- Born: Cape Town, South Africa
- Occupations: Television journalist, Sunday Times, Rand Daily Mail
- Employer(s): New York Magazine, The Springbok Factory
- Notable work: Load-shedding; Khabzela; Who Killed the Rain Queen?;

= Liz McGregor =

South African author and a journalist

Liz McGregor is a South African author and a journalist who worked for leading South African newspapers such as the Sunday Times and the Rand Daily Mail. Some of the books written by McGregor include Load-shedding: Writing on and Over the Edge of South Africa and Khabzela: The Life and Times of a South African.

== Biography ==
McGregor was born in Cape Town. McGregor left South Africa in 1985, returning in 2002 to work on a story commissioned by New York Magazine.

== Work ==
McGregor profiled the life of South Africa's popular radio DJ, Fana Khaba, in Khabzela: The Life and Times of a South African (2005). The book was called a powerful and compassionate study by the Journal of Southern African Studies.
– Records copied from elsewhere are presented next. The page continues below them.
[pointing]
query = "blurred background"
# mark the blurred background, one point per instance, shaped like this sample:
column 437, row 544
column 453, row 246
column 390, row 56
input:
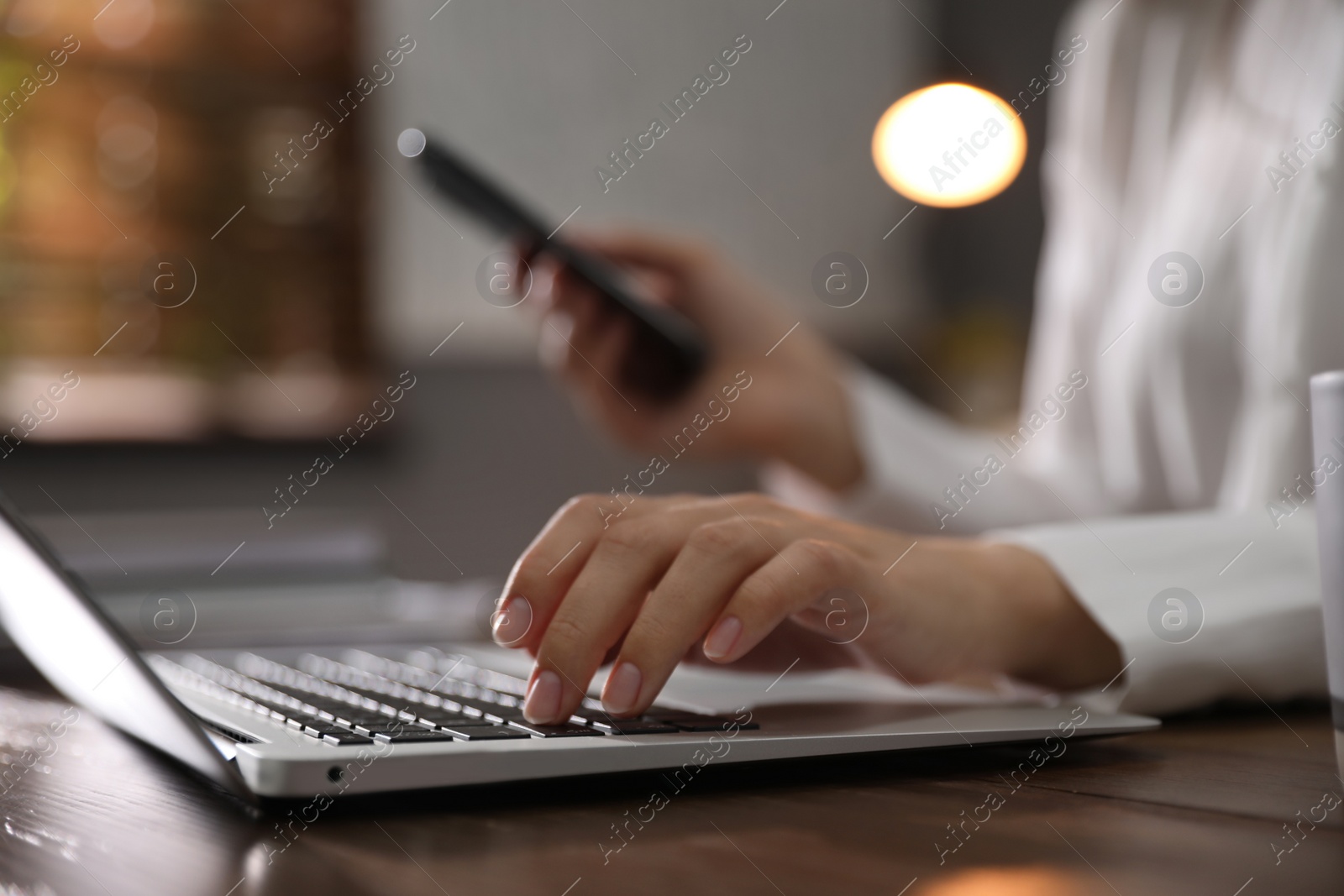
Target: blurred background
column 233, row 284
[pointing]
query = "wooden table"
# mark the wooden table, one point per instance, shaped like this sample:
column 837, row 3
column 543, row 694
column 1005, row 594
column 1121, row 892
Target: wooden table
column 1195, row 808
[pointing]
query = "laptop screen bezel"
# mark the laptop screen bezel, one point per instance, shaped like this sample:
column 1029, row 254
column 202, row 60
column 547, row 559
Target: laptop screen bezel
column 221, row 770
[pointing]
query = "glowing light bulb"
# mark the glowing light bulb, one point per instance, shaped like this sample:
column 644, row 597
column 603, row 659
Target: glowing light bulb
column 949, row 145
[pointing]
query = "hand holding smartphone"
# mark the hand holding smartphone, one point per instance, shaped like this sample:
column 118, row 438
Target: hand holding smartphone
column 667, row 354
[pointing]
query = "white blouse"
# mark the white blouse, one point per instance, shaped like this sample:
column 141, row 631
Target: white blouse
column 1163, row 438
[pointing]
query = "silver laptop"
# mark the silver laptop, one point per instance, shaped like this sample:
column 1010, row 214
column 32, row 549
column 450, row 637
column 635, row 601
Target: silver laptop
column 365, row 719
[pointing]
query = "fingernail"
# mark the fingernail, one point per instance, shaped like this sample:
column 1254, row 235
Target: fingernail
column 543, row 699
column 511, row 621
column 622, row 688
column 722, row 637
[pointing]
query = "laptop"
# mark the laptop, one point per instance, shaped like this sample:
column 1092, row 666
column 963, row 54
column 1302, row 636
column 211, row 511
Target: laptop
column 375, row 718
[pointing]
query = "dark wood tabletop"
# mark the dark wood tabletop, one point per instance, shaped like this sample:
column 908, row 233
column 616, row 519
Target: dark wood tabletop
column 1231, row 802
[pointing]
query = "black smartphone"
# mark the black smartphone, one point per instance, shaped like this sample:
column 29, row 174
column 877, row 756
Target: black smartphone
column 667, row 352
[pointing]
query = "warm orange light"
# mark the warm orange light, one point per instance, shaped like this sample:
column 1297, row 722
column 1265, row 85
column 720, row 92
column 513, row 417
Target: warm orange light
column 949, row 145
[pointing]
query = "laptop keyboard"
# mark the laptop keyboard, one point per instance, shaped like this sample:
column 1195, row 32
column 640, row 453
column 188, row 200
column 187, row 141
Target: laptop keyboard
column 429, row 698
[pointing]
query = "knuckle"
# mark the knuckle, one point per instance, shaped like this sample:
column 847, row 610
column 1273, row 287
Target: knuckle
column 564, row 637
column 827, row 558
column 631, row 537
column 756, row 597
column 575, row 506
column 718, row 537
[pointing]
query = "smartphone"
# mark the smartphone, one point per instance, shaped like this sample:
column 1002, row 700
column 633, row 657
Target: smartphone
column 667, row 354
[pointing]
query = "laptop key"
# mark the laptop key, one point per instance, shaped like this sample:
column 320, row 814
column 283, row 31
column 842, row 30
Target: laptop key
column 555, row 731
column 487, row 732
column 635, row 727
column 344, row 738
column 696, row 721
column 412, row 736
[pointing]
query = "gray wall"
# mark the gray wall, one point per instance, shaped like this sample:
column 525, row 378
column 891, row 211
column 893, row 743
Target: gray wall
column 526, row 89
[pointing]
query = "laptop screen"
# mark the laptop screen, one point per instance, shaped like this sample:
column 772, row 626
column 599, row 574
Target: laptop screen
column 80, row 651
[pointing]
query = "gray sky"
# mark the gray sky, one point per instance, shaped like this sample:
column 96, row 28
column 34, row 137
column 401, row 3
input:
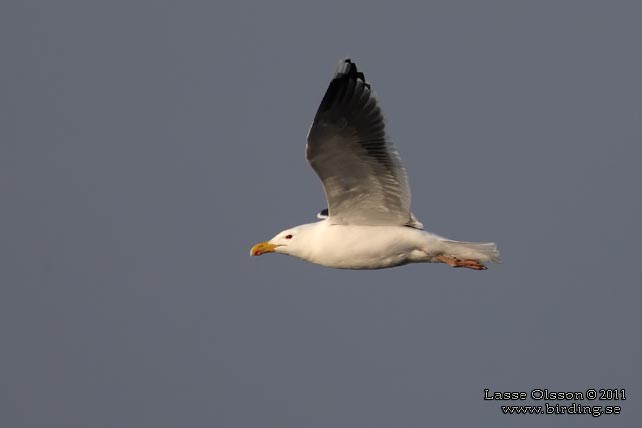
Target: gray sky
column 145, row 146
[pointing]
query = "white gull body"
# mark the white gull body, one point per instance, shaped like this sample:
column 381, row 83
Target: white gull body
column 368, row 223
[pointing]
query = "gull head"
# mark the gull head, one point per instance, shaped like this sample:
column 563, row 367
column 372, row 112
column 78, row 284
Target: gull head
column 285, row 242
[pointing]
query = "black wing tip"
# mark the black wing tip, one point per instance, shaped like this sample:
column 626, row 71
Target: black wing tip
column 348, row 70
column 346, row 73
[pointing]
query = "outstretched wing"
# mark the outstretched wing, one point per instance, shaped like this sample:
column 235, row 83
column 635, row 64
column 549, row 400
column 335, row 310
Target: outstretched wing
column 363, row 177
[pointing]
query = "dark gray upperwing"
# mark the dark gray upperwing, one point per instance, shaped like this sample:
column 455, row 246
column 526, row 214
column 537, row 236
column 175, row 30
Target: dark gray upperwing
column 362, row 175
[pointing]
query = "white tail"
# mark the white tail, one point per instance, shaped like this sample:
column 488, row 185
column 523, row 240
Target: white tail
column 482, row 251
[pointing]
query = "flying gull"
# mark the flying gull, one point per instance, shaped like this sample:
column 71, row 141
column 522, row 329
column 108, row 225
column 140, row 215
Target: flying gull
column 368, row 223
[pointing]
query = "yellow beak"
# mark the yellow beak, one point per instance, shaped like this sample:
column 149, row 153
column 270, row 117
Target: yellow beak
column 262, row 248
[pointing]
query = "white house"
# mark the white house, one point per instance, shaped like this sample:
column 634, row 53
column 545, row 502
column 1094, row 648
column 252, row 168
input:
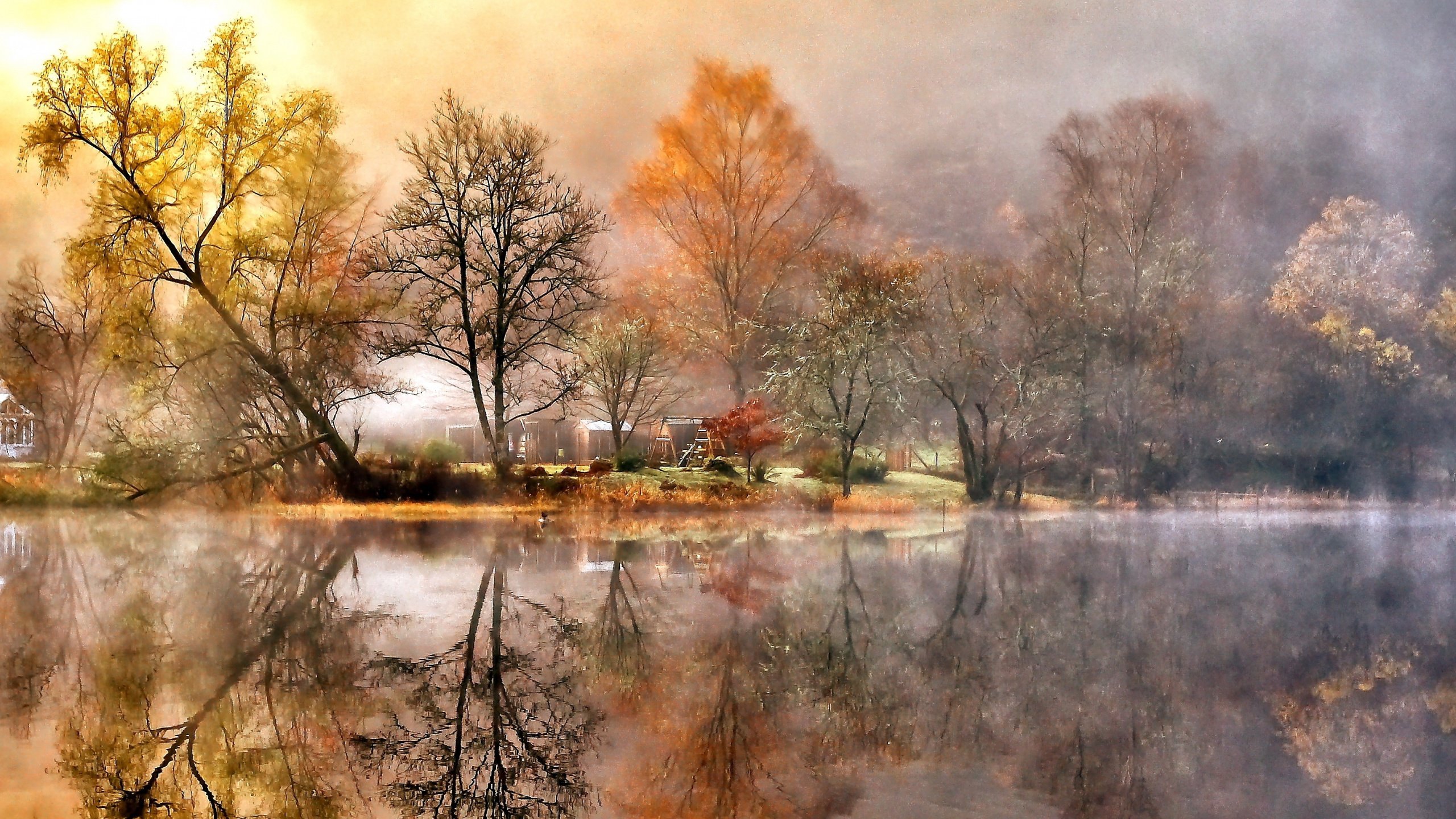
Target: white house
column 16, row 428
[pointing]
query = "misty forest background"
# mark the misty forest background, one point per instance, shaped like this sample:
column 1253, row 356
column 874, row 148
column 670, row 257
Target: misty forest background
column 1163, row 293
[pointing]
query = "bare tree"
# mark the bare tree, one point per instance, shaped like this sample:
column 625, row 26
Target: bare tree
column 55, row 351
column 627, row 372
column 490, row 255
column 982, row 340
column 1126, row 245
column 841, row 371
column 742, row 193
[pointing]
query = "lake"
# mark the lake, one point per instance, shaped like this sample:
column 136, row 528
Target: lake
column 729, row 665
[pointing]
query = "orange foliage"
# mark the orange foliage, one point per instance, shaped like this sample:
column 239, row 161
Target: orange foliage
column 742, row 193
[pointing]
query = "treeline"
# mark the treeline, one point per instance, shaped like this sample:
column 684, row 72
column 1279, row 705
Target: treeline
column 235, row 295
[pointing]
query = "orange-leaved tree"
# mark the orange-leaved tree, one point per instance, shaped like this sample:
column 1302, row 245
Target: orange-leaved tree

In Who Killed the Rain Queen? (2007), McGregor investigates the death of a Limpopo rain queen at age 25.

McGregor's work, The Springbok Factory (2013), looks at the women in the lives of the Springbok Rugby players. The book also examines the divide between black and white rugby players in South Africa. McGregor spent two years researching her book. The Cape Times called The Springbok Factory "a riveting study of the inner workings of South African rugby." This book made her a "household name" in South African rugby circles.

McGregor's film Old Ladies Against Underwater Garbage earned honorable mention at the 2026 5Point Adventure Film Festival. The film covers Susan Baur's group of community volunteers who clean Cape Cod ponds to preserve turtle habitats and improve their environment.